La Fiorentina conclude un campionato travagliato con la sfida casalinga contro l'Atalanta. La squadra, lontana dagli obiettivi iniziali, cerca un finale dignitoso tra contestazioni e incertezze sul futuro tecnico.
Fiorentina: un campionato da dimenticare
La Fiorentina si prepara a salutare la stagione calcistica con un incontro casalingo al Franchi. L'avversario sarà l'Atalanta di Raffaele Palladino, al suo debutto da ex allenatore. Questo match segna la fine di un percorso sportivo tra i più complessi nella storia centenaria del club. Le aspettative iniziali erano ben diverse.
La squadra si è trovata invece a lottare strenuamente per evitare la retrocessione. La salvezza è stata raggiunta soltanto nelle ultime due giornate. Questa situazione ha inevitabilmente generato delusione tra i sostenitori viola. Le proteste dei tifosi sono emerse chiaramente dopo il pareggio a reti inviolate casalingo contro il Genoa. Le contestazioni hanno colpito sia la dirigenza che i giocatori.
Clima teso e futuro incerto
L'atmosfera al Franchi si preannuncia carica di tensione anche per l'ultima partita. Questo clima persiste nonostante la recente vittoria esterna contro la Juventus a Torino. Diversi atleti potrebbero disputare la loro ultima gara con la maglia viola. Anche la posizione dell'allenatore Paolo Vanoli non è ancora definita.
La dirigenza non ha ancora preso una decisione riguardo all'esercizio dell'opzione unilaterale sul rinnovo del tecnico. Vanoli, subentrato a novembre a Stefano Pioli, attende un responso. Un incontro è fissato per la prossima settimana. Entro l'inizio di giugno, il direttore generale Alessandro Ferrari e il direttore sportivo Fabio Paratici viaggeranno negli Stati Uniti.

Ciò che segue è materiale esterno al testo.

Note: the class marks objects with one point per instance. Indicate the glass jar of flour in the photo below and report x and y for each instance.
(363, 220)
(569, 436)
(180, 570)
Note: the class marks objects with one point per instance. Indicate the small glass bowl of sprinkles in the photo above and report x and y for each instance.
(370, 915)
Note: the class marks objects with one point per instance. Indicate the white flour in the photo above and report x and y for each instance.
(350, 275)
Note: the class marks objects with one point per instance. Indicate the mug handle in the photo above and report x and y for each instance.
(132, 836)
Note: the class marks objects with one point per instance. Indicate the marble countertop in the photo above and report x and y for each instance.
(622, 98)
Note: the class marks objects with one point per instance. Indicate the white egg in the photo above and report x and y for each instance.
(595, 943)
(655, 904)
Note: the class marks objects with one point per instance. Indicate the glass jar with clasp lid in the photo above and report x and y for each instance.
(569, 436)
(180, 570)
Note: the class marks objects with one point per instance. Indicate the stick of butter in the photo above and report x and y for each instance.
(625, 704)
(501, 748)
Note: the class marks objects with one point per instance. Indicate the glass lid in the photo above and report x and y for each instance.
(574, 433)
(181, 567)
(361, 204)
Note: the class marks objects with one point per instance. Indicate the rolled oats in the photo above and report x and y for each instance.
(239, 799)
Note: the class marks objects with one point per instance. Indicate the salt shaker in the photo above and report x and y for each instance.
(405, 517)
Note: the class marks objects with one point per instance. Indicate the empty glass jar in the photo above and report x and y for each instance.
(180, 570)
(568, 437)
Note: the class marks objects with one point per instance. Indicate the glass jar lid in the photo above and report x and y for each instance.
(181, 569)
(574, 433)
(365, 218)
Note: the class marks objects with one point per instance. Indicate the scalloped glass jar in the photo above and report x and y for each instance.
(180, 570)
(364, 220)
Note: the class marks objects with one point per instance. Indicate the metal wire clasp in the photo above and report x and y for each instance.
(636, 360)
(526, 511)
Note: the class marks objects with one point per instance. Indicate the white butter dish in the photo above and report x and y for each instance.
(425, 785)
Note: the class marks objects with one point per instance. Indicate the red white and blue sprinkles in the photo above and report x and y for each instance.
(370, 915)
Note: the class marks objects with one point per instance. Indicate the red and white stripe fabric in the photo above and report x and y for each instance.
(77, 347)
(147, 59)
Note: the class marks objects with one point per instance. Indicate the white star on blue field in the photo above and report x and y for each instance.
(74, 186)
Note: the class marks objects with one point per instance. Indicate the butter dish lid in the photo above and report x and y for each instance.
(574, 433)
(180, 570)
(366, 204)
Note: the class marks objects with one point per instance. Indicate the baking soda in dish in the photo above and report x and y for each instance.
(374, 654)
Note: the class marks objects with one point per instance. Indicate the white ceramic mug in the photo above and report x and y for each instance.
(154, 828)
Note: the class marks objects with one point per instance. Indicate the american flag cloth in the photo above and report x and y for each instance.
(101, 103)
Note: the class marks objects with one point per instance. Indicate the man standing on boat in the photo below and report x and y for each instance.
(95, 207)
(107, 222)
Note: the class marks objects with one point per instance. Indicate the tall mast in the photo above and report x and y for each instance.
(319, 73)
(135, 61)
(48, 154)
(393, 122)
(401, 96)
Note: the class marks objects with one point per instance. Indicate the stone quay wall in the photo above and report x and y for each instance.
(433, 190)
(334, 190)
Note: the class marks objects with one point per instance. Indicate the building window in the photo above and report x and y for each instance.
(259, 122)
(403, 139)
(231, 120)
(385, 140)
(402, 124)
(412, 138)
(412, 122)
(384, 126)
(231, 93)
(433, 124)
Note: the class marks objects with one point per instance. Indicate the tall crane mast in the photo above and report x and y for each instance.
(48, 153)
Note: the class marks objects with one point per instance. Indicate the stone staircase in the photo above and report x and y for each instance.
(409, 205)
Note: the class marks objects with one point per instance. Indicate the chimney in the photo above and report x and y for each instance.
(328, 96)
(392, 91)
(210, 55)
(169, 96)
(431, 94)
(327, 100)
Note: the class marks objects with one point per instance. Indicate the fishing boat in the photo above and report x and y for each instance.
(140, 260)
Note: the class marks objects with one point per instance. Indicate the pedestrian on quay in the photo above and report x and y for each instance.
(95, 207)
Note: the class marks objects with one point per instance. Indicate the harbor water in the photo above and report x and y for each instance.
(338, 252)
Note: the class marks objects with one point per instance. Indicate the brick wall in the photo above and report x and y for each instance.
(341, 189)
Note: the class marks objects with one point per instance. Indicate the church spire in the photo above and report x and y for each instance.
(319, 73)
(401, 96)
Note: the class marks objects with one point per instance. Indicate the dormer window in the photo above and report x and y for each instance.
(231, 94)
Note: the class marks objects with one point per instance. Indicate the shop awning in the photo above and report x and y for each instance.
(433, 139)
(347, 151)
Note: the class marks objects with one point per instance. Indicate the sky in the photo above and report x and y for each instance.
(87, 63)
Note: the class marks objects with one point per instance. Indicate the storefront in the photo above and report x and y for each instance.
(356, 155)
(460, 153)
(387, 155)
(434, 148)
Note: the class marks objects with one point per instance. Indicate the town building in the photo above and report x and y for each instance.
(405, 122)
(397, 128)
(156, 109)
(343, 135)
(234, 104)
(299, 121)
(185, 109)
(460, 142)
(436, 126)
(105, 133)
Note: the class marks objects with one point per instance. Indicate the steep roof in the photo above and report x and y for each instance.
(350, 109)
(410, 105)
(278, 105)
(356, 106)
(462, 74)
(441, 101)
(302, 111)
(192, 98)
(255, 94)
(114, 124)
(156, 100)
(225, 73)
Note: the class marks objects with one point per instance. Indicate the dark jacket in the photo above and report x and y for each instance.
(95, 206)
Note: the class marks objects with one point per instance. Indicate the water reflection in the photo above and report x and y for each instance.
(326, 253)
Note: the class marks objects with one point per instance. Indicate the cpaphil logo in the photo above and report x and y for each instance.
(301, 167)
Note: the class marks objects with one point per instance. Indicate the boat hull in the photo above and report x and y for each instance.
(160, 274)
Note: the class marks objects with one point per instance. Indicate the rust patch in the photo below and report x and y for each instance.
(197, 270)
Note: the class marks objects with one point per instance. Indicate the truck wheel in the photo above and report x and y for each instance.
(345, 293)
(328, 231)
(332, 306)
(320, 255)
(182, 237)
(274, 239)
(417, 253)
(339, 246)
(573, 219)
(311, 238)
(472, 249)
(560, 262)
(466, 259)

L'obiettivo del viaggio è incontrare la famiglia Commisso, proprietaria del club. L'incontro servirà a definire i programmi futuri, il budget e le strategie societarie. La gestione del futuro tecnico rientra in queste decisioni cruciali per il club.
Formazione e assenze per l'ultima di campionato
Nel frattempo, Vanoli si concentra sulla preparazione della sfida contro l'Atalanta. La squadra dovrà fare a meno di alcuni elementi importanti. Moise Kean non sarà disponibile. L'attaccante è assente da oltre un mese e mezzo a causa di problemi alla tibia. Anche Fabiano Parisi non potrà scendere in campo.
Parisi è stato sottoposto a intervento chirurgico per la lesione del legamento crociato del ginocchio destro. Al suo posto, Jack Harrison potrebbe essere schierato. Luca Ranieri è invece indisponibile per squalifica. Questo potrebbe portare al possibile impiego dal primo minuto di Pietro Comuzzo.
I ballottaggi riguardano principalmente la fascia sinistra, dove competono Solomon e Gudmundsson. Anche il centrocampo presenta incertezze. Mandragora e Brescianini sono in lizza per una maglia da titolare. La scelta finale dipenderà dalle ultime valutazioni tattiche dell'allenatore.